Researching ML with Gemini & Perplexity
Machine learning moves fast. New models are released almost weekly, breakthrough papers appear monthly, and last year's "best practice" can be this year's anti-pattern. The two AI tools designed to keep you current are Google Gemini and Perplexity AI. Both connect to the live web, both cite their sources, and both are free to use. In this lesson you'll learn how to use them as your personal research engine.
What You'll Learn
- How Gemini and Perplexity differ from ChatGPT and Claude
- The "research with citations" workflow for trustworthy answers
- How to use Gemini's deep integration with Google Workspace
- How to use Perplexity's Spaces and Focus modes for serious research
- A weekly routine to stay up-to-date in ML without doom-scrolling
Why You Need a Live-Web AI Tool
ChatGPT and Claude are powerful but their training data has a cutoff date. Ask "what's the latest ML model from Anthropic?" and you might get an answer from months ago — or worse, a confident guess. Gemini and Perplexity solve this by searching the web in real time and citing the sources they used.
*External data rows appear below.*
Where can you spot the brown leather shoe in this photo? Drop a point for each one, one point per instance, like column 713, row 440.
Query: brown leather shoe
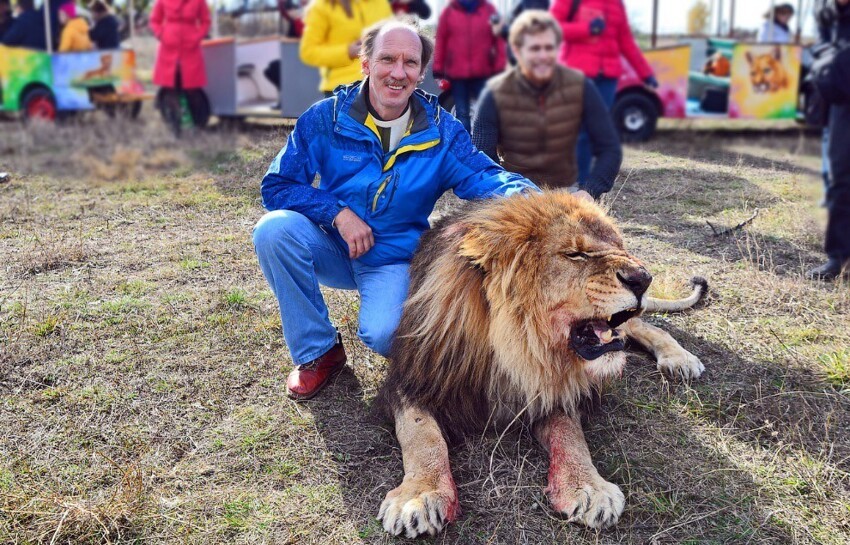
column 306, row 381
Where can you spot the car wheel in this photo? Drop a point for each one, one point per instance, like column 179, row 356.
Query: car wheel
column 39, row 103
column 635, row 116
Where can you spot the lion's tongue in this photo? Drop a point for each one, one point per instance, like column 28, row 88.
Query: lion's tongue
column 594, row 338
column 602, row 330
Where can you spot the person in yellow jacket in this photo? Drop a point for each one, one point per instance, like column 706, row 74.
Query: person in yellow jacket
column 331, row 39
column 75, row 30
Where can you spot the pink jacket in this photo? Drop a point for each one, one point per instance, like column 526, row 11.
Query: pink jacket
column 465, row 46
column 180, row 25
column 598, row 55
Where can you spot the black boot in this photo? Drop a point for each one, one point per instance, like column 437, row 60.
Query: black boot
column 830, row 270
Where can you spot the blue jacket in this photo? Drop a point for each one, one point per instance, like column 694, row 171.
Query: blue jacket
column 393, row 192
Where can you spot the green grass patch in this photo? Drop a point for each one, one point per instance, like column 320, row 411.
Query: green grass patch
column 836, row 365
column 47, row 326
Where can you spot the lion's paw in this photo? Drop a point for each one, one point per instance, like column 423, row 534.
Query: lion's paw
column 597, row 505
column 683, row 364
column 416, row 509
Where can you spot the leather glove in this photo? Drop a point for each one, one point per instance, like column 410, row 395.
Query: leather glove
column 597, row 26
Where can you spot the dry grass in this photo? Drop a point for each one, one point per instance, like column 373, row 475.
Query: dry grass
column 142, row 366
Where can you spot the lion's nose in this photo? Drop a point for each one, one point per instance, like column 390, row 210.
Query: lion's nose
column 637, row 280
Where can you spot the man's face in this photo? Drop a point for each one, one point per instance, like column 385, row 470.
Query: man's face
column 537, row 56
column 394, row 70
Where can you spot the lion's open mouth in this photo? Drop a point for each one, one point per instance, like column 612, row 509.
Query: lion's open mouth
column 592, row 338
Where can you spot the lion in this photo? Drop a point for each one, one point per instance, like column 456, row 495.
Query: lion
column 767, row 74
column 518, row 308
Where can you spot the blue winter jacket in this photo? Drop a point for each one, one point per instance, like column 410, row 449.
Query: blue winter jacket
column 392, row 192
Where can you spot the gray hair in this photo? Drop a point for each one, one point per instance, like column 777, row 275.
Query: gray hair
column 533, row 21
column 367, row 47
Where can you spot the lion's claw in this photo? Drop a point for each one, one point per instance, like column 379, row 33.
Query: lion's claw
column 683, row 365
column 416, row 509
column 597, row 505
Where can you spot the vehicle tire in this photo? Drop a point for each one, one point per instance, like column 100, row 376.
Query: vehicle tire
column 635, row 116
column 39, row 103
column 201, row 115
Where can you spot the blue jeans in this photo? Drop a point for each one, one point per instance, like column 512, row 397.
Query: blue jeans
column 607, row 87
column 296, row 255
column 464, row 91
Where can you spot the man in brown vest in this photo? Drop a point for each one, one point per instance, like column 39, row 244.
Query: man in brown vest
column 529, row 117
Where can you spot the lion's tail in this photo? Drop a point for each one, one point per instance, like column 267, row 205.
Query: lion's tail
column 700, row 285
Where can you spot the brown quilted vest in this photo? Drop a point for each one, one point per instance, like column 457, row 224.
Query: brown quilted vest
column 538, row 129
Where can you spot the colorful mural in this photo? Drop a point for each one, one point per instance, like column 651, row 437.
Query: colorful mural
column 764, row 81
column 670, row 65
column 18, row 68
column 77, row 75
column 72, row 77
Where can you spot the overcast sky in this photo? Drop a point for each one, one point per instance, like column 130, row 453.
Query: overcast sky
column 672, row 18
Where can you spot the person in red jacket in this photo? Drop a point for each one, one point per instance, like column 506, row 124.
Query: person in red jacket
column 180, row 26
column 469, row 49
column 596, row 35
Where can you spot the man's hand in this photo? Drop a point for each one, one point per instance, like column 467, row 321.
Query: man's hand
column 354, row 49
column 355, row 232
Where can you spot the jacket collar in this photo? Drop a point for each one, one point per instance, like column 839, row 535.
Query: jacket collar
column 350, row 101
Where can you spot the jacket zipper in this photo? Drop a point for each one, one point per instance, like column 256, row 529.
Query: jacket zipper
column 381, row 189
column 541, row 104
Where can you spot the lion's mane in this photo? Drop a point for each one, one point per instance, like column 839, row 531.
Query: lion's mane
column 475, row 344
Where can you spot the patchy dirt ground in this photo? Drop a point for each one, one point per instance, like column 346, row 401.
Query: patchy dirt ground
column 142, row 368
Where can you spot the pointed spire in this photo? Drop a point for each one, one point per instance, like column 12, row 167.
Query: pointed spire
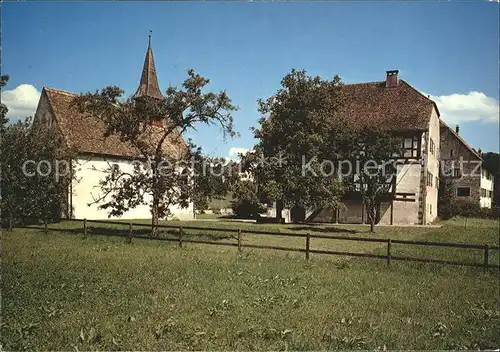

For ML — where "what's new this week" matters — that's transformative.
Tool 1: Google Gemini
Gemini is Google's flagship AI assistant, available free at gemini.google.com. It pulls from Google Search, integrates with Gmail, Docs, Sheets, and Drive, and now has a free tier of its most capable models for everyday use.
Pattern: The "Up-to-Date Cheat Sheet" Prompt
"Give me a current cheat sheet for [ML topic] in 2026. Include: today's most popular tools and models, recent benchmark results with numbers, two important debates in the community right now, and the URLs of two recent (within the last 6 months) primary sources I can read for more depth."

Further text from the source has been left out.